Looking at Theresa Volpp’s abstract paintings, it seems as though we exist in a world without objects. Nothing to remind us of familiar things or shapes, to interrupt our vision and hold it in place, somewhere comforting and secure. Her paintings are all bold and defiant, asking the viewer to accept the necessity to enter a visual field without the certainty of finding markers linked to reality. But certainty seems to be a thing of the past anyway. So, it is only conclusive that Volpp omits it - maybe not intentionally, but consciously - in her images.

Instead, the eye meets forms and colors of different proportions and saturation. An invigorating jungle of zigzags and fluorescent pinks, oranges and greens, that seems fresh and unseen before. The titles, such as ‘Habibi’ or ‘Kimberly’, are also not helpful in detecting something faintly figurative.
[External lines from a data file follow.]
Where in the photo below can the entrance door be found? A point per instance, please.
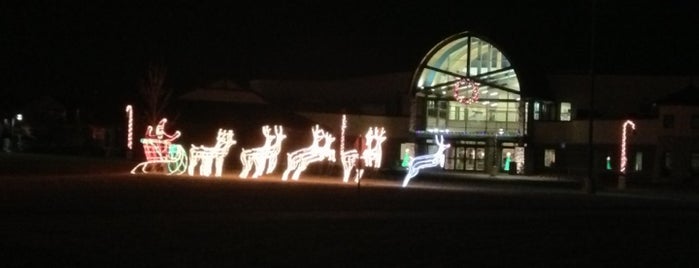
(473, 158)
(465, 158)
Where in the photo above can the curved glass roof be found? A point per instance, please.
(465, 56)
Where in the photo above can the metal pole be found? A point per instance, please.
(589, 185)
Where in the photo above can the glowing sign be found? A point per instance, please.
(264, 156)
(208, 157)
(160, 150)
(466, 84)
(622, 162)
(427, 161)
(371, 156)
(299, 160)
(129, 130)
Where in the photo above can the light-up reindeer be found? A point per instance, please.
(264, 156)
(427, 161)
(371, 155)
(160, 151)
(207, 157)
(299, 160)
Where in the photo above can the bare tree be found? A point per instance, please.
(154, 93)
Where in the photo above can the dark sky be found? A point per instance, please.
(89, 49)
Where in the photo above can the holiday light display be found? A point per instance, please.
(299, 160)
(129, 127)
(159, 150)
(372, 155)
(343, 127)
(623, 160)
(265, 156)
(427, 161)
(208, 157)
(466, 84)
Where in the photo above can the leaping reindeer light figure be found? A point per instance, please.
(299, 160)
(427, 161)
(207, 157)
(266, 155)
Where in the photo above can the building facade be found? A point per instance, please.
(466, 90)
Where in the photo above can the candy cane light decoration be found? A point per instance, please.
(129, 129)
(623, 160)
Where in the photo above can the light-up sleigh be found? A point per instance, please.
(161, 154)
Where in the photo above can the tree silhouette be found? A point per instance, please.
(155, 95)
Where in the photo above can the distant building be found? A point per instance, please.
(497, 118)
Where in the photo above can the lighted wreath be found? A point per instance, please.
(466, 84)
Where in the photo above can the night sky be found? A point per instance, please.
(86, 50)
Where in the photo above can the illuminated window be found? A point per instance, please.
(694, 123)
(695, 163)
(565, 111)
(549, 157)
(668, 121)
(638, 162)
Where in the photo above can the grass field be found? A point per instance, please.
(71, 211)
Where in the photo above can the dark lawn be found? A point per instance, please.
(58, 215)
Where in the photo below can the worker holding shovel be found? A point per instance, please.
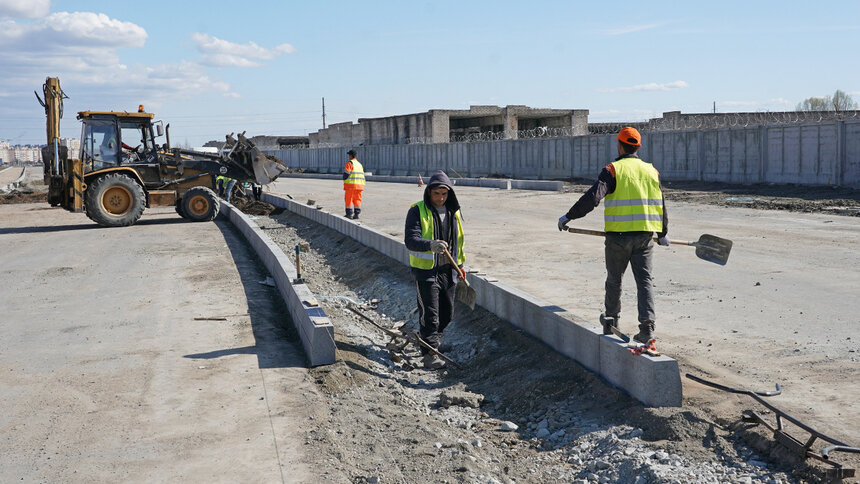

They mostly refer to feelings or personal names. Both, abstract entities themselves. So, this bears the questions: if one does no longer paint after reality, what is the purpose of painting then? Is it still abstraction, if it doesn’t ‘abstract’ from something within our visual realm? It is this willingness to take risks - like getting lost in a discussion about l’art pour l’art - in order to find answers to these questions, that is one of the many qualities of Volpp’s works. She chooses to let her paintings speak for themselves - and they do.

Coming from a training as a painter under Anselm Reyle and Katharina Grosse, Volpp has freed her abstract visual language from the canvas quite early on in her career. For the artist, painting was never bound to a certain surface or any rectangular structure for that matter. Like color it can be found anywhere one is willing to look for it. And so Volpp experiments with different surfaces, methods and tools to show how far abstraction is able to go. (Is an abstract painting on a handmade carpet an artwork or is it interior design?) Volpp’s work refuses to rest within the confines of traditional painting and the interpretive parameters defining what it ought or ought not to be.

Seeking inspiration everywhere, from architecture and urban structures, to vernacular objects found in natural and man-made surroundings, to elements of street culture such as fashion, graffiti and fast cars, Theresa Volpp draws from a seemingly endless source of colorful and vibrant references to make visual statements about the potential function of painting in today’s visual culture and its aesthetic value to address the world. So instead of claiming a higher social or political motivation for the medium, Volpp demonstrates painting’s power to exist in different states of temporality and varying contexts, and still be irrefutably urgent in this very moment.